Маме я рассказала о нашей поездке, но мне и в голову не пришло признаться, что мы целовались, да еще как. О целомудрии, потере невинности взрослые до сих пор, по-моему, не умеют разговаривать с детьми, поставив на место сказки про аистов учебное пособие про устройство половых органов. Вот и вся революция. Содрали покров тайны, сказки.
* * *
Так вот, в начале семидесятых мне позвонила знакомая журналистка, принимавшая участие в моей юношеской судьбе, и стала умолять, чтобы я спасла ее восемнадцатилетнего сына, направив его к Симону Львовичу Соловейчику в Переделкино, ибо только он один может объяснить, чем отличается коммунизм от фашизма, потому что мальчик готовит восстание. Сима устало согласился. К нему все знакомые родители слали своих девочек и мальчиков с их бесконечными конфликтами. Илюша приехал, они хорошо поговорили и разошлись, каждый при своих взглядах. Я поняла, что «тащить» Илюшу придется мне. Я ходила за их ватагой вместе с психиатром Ильи, который считал, что Илью ведет мания величия, – я была другого мнения. Илюша уже, как он говорил, поднимал рабочие окраины. Тогда я завела с ним роман. Я искренне восхищалась им. И он мной тоже. Он сильно в меня влюбился. А я с тех пор не знала покоя ни днем, ни ночью, ибо Илья мне все рассказывал. Ожидая допоздна Илью, вслушивалась в шаги в подъезде: не идут ли его брать? Я очень хотела, чтоб они пришли. И я бы им все высказала: до чего они довели страну и детей, что лучшие из ребят готовы опять идти «на Сенатскую».

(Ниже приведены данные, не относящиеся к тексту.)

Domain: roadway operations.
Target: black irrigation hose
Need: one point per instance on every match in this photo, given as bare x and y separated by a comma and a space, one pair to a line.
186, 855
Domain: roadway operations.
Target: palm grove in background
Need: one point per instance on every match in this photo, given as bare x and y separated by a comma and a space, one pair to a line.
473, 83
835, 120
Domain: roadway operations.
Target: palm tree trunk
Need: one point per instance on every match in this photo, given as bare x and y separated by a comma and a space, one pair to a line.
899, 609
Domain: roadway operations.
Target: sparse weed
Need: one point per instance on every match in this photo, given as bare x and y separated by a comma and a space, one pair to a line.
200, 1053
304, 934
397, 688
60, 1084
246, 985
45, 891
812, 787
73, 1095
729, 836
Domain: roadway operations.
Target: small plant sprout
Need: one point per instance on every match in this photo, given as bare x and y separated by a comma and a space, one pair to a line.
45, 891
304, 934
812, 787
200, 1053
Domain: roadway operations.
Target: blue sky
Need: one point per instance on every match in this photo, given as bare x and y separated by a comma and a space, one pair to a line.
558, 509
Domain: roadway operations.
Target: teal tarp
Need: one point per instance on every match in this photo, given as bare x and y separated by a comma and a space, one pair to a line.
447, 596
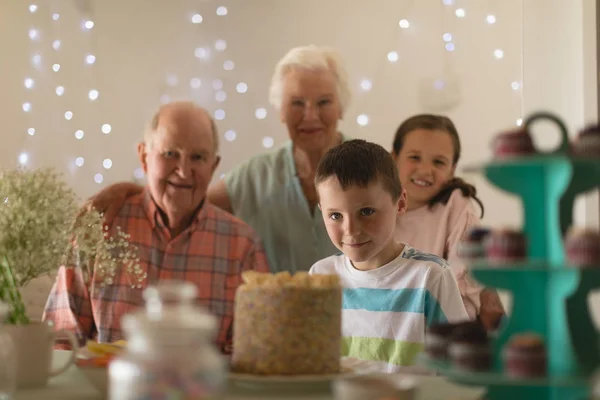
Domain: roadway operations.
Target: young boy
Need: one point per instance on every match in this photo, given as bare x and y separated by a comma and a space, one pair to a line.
391, 290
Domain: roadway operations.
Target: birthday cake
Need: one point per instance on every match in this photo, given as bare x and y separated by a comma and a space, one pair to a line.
287, 325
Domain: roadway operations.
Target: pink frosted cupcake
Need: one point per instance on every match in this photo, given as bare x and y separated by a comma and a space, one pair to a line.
525, 356
513, 144
587, 143
505, 246
582, 248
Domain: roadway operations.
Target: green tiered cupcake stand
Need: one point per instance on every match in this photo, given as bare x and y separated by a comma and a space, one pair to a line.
550, 297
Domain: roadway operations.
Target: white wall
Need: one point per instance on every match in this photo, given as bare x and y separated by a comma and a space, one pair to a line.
548, 45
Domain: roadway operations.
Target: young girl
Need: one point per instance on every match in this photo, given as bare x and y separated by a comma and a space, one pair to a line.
426, 149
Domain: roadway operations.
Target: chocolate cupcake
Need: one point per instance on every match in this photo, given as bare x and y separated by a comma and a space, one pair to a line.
505, 246
513, 144
525, 356
437, 339
471, 248
582, 247
587, 143
470, 348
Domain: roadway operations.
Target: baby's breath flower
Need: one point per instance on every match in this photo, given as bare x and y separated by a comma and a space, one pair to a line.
40, 229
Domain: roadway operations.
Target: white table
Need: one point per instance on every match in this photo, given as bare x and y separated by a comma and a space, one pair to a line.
73, 385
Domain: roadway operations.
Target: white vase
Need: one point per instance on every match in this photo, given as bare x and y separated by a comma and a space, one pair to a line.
33, 347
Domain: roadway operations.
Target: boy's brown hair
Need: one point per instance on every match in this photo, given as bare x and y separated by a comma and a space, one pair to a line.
360, 163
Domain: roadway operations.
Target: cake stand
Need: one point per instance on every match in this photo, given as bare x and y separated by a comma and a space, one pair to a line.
550, 297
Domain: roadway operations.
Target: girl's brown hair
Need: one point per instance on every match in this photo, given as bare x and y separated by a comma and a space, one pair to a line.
437, 122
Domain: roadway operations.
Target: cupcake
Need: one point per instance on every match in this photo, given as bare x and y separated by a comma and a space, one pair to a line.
587, 143
525, 356
471, 247
513, 143
582, 247
470, 348
505, 246
437, 339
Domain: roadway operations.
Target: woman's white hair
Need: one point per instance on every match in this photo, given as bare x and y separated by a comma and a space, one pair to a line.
310, 57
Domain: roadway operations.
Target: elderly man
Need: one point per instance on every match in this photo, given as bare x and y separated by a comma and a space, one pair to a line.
179, 234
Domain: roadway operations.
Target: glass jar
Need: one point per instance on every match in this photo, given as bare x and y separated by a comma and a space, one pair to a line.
8, 360
170, 352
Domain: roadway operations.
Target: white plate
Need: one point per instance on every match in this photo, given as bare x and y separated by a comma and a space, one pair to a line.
350, 367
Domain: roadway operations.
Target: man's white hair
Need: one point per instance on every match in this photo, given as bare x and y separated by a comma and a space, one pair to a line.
152, 125
310, 57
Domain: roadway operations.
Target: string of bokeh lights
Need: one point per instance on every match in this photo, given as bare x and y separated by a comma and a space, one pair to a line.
220, 95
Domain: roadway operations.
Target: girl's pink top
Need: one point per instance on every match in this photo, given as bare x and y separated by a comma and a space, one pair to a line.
438, 230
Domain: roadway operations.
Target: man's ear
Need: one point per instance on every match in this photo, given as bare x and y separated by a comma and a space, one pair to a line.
402, 203
142, 155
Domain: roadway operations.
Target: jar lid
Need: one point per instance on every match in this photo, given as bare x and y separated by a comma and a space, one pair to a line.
170, 315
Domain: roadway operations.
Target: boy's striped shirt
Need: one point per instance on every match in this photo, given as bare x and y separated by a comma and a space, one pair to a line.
386, 310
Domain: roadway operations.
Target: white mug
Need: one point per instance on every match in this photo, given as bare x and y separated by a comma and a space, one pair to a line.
375, 387
34, 344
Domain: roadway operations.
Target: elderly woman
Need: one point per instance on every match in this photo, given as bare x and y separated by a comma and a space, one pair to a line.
275, 192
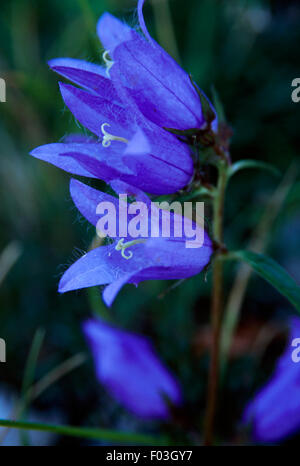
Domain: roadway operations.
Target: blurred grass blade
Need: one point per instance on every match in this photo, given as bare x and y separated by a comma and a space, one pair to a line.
90, 433
244, 164
28, 378
273, 273
9, 257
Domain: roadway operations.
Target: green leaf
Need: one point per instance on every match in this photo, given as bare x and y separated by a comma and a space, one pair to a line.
273, 273
91, 433
248, 163
218, 106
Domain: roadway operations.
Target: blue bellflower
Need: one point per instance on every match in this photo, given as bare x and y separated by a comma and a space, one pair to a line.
133, 261
126, 105
127, 365
275, 411
148, 76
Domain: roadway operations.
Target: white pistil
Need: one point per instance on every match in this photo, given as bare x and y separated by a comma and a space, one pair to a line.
121, 246
107, 137
108, 63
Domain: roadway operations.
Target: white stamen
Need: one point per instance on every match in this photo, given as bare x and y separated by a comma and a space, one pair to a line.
121, 246
107, 137
108, 63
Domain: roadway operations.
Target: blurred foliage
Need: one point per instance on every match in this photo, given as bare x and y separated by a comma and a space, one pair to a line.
248, 51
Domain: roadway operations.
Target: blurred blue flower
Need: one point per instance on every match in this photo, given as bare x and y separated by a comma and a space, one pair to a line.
128, 367
275, 411
151, 258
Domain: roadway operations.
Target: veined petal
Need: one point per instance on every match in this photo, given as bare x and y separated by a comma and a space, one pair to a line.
112, 31
88, 75
53, 153
142, 20
84, 159
91, 269
98, 267
87, 199
160, 88
110, 292
92, 111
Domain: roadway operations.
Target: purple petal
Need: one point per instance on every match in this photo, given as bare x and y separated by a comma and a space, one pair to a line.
275, 410
88, 75
158, 86
112, 31
92, 111
142, 20
131, 371
87, 199
90, 159
54, 154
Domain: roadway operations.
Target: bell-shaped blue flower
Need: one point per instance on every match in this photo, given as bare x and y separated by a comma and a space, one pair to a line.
127, 365
148, 76
131, 259
275, 411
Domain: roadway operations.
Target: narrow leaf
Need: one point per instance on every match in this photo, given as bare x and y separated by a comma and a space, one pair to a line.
243, 164
273, 273
91, 433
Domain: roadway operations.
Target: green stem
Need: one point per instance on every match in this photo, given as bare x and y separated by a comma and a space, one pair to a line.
216, 307
90, 433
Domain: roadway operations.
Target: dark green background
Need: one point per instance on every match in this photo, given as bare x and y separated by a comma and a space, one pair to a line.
249, 51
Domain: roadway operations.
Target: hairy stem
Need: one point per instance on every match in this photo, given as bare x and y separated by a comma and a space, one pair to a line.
216, 307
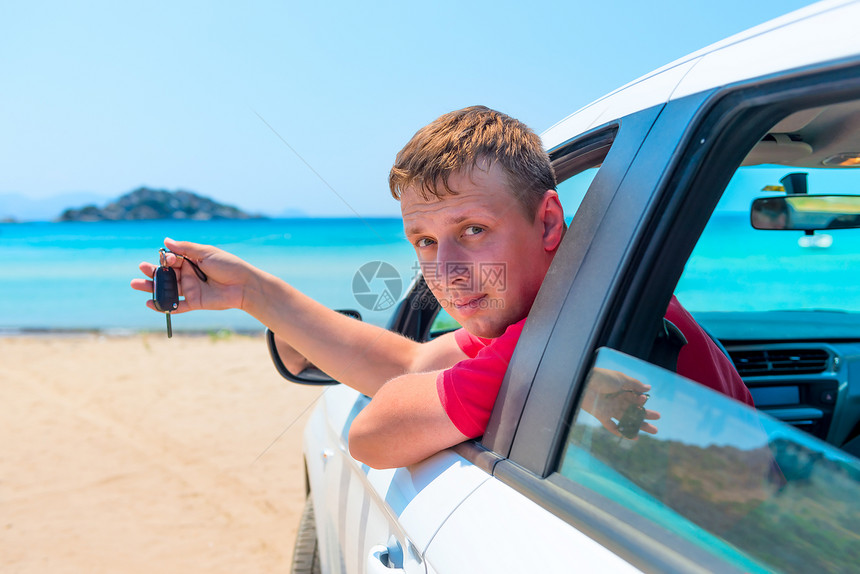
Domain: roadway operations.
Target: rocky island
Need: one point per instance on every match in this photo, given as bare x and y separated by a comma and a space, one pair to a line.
145, 203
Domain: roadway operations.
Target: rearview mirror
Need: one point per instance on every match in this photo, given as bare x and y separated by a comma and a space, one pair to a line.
309, 375
806, 212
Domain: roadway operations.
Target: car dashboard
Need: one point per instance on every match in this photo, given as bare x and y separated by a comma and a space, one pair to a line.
801, 367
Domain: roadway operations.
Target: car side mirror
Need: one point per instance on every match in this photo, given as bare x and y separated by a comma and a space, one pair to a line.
309, 375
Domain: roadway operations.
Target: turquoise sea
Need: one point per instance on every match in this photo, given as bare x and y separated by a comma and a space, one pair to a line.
75, 276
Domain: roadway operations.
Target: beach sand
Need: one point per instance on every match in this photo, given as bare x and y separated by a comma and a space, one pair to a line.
143, 454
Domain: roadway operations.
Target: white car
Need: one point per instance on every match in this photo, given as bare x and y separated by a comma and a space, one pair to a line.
660, 178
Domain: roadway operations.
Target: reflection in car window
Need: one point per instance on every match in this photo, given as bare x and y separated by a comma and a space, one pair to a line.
721, 475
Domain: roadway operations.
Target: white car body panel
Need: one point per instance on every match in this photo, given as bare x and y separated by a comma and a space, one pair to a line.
403, 506
651, 91
536, 540
764, 50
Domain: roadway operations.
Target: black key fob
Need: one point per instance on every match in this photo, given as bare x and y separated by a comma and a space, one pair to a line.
165, 291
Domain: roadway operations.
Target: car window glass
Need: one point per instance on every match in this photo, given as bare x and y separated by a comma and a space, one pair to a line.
572, 191
715, 472
774, 270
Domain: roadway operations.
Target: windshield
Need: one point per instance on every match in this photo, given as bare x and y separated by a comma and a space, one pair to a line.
735, 268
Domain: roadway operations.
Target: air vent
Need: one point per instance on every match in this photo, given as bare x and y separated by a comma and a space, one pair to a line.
772, 362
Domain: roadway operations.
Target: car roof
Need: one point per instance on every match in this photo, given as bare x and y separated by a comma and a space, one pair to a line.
822, 32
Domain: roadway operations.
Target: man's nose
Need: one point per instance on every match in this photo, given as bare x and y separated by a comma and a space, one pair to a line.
452, 265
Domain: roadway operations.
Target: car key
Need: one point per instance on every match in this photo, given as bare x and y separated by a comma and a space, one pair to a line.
165, 291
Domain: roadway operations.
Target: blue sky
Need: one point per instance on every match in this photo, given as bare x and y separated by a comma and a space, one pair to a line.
104, 97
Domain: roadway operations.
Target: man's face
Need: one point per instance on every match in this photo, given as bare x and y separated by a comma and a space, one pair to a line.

Они не пришли. Вместо этого Илью вызвали в органы, порекомендовали не заниматься политикой, расспрашивали и обо мне. Илья сказал, что я всегда агитировала его за коммунизм, что было чистой правдой. Говорил он мне об этом так торжественно, с бледным от волнения крупным своим лицом (он вообще был похож на Пестеля), что я рассмеялась. И тогда вдвоем еще с одним мальчиком из моего клуба они решили, что я – сотрудница КГБ, и мой клуб нужен лишь как приманка, чтобы слетались мотыльки. Мне стало тошно. На продолжение романа с ним у меня уже не хватало душевных сил.
Когда мы расставались, он сказал, что я такая же, как и все уличные девки. Я и это стерпела. Я признавала частичную правду этих слов. Теперь они конфузятся, когда я им напоминаю об этом, просят, чтоб я их простила, что они жизни не знали, я же думаю: не надо забывать ваш суд надо мной, не надо из-за незнания жизни снижать требования к чистоте и правде любви. Строже моих ребят меня никто не судил. И я благодарна им за это. И за то, что, вопреки моим опасениям, почти все они создали очень хорошие семьи.